The Minister of State for Road Transport and Highways, Shipping and Chemicals and Fertilizers, Mr Mansukh Mandaviya, has stressed that the promotion of coastal shipping is the topmost priority of the Ministry of Shipping. The government wants to increase the share of freight transport through coastal route from 7 per cent at present to 10 per cent by 2020, which will result in a saving of Rs 20-25 billion.


Speaking about the Sagarmala programme, the Minister said, after inaugurating an event here, that the main focus of Sagarmala was port-led development, to reduce logistics cost and enhance last-mile connectivity. Under this programme, more than 600 infrastructure projects with an investment of approximately Rs 8.78 lakh crore have been identified, of which 89 projects worth Rs 14,000 crore have been completed and 436 projects worth Rs 4.18 lakh crore were under various stages of implementation. He added that after completion of these projects, logistics cost is expected to reduce by Rs 30,000-40,000 crore, also creating 1 crore jobs, including 40 lakh direct jobs in the process.


Mr Mandaviya said that the Ministry is working on developing 14 Coastal Economic Zones (CEZs), which will provide huge employment opportunities in coastal areas and will lead to the port-led development of such regions. Once operational, the CEZs will bring employment opportunities and economic upliftment of the people in coastal regions.

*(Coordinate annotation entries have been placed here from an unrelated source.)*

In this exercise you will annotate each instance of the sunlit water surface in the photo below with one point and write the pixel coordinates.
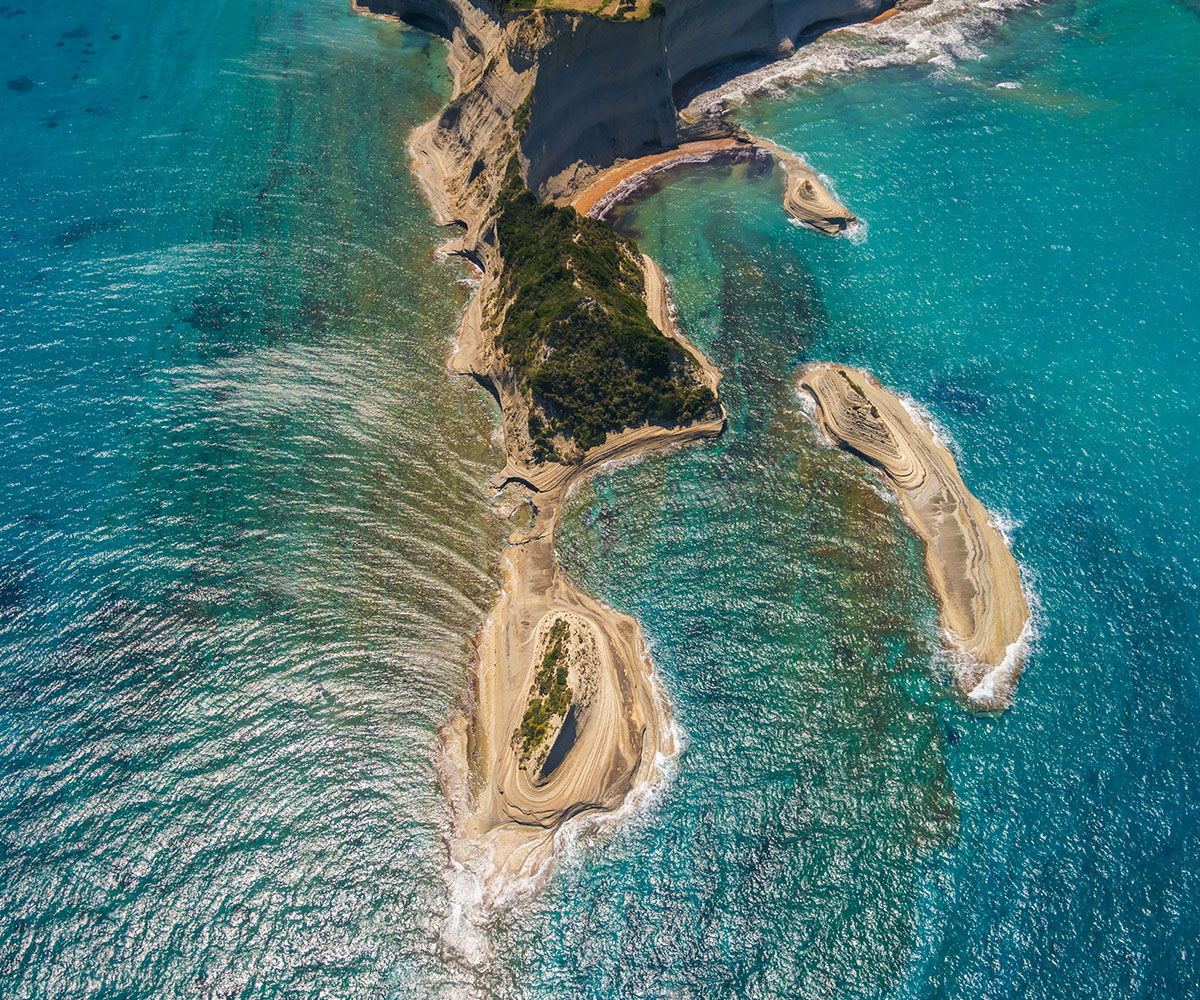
(245, 539)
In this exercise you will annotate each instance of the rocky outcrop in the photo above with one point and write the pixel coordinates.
(971, 569)
(546, 83)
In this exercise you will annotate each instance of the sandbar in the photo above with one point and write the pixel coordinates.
(977, 582)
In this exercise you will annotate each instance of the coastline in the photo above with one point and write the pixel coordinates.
(984, 610)
(805, 198)
(505, 826)
(505, 821)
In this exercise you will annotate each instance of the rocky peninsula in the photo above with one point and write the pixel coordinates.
(571, 333)
(971, 569)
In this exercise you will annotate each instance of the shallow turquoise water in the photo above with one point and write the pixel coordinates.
(244, 542)
(1027, 274)
(243, 537)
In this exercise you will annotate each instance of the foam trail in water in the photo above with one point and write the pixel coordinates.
(941, 34)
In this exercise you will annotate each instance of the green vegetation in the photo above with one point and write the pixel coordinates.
(551, 695)
(576, 333)
(858, 389)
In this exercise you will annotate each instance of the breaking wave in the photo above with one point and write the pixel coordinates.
(942, 34)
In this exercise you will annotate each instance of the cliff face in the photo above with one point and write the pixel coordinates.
(585, 91)
(607, 90)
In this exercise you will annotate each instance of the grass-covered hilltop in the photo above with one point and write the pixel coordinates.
(575, 333)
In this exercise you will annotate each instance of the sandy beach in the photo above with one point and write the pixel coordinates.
(971, 569)
(508, 816)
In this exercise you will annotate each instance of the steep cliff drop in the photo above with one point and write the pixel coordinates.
(539, 102)
(805, 197)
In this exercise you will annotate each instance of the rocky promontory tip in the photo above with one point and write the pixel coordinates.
(971, 569)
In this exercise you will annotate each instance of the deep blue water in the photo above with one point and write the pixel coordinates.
(244, 540)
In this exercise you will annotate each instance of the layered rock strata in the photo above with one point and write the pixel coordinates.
(972, 572)
(545, 88)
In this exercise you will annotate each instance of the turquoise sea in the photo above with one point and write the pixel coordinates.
(245, 542)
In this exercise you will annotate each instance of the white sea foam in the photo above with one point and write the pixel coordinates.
(941, 34)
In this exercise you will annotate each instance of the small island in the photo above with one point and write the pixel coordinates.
(971, 569)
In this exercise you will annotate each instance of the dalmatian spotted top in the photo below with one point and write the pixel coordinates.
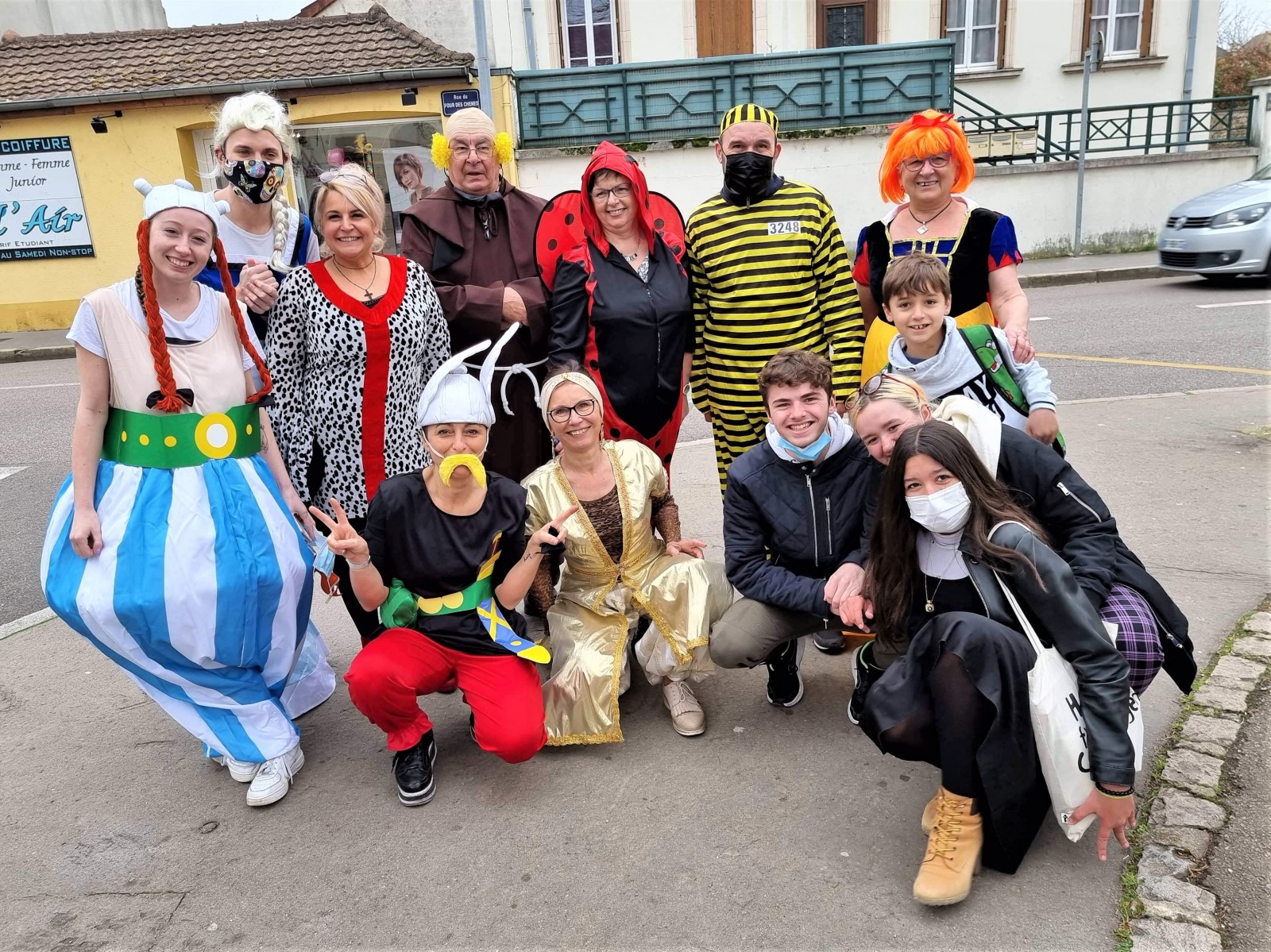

Speaking about the India-Bangladesh agreement for use of Chittagong and Mongla ports for cross-border movement of goods, the Minister said it would be a game-changer for eastern India. It will open new routes for cargo movements to Central Asia and Europe and will promote cooperation between the two countries in the economic, social and cultural fields. He also pointed out that the development of Chabahar port in Iran will provide a direct route to Afghanistan, bypassing Pakistan.


Mr Mandaviya stressed that there is huge scope for development of ship repair facilities in the country. The potential ship repair market in India is estimated to be in the range of Rs 2,600-2,800 crore, assuming that all Indian fleet will be repaired in India, he said.


He added that the MoU between Cochin Shipyard and Mumbai Port Trust for operation, maintenance and development of the ship repair facility at Indira Dock would provide a professional ship repair ecosystem that would be beneficial for the commercial as well as defence ship repair industry in India. Cochin Shipyard is in the process of developing ship repair facilities in joint venture with HDPEL on the east coast and with Mumbai Port on the west coast, he said.


In order to strengthen the shipbuilding industry, the government has given infrastructure status to the yards to make them legible for financial assistance at reasonable rates. The government has introduced a Rs 4,000-crore Financial Assistance Policy (FAP) for shipyards for 10 years, for contracts secured between April 1, 2016 and March 31, 2026, he highlighted, as per a release.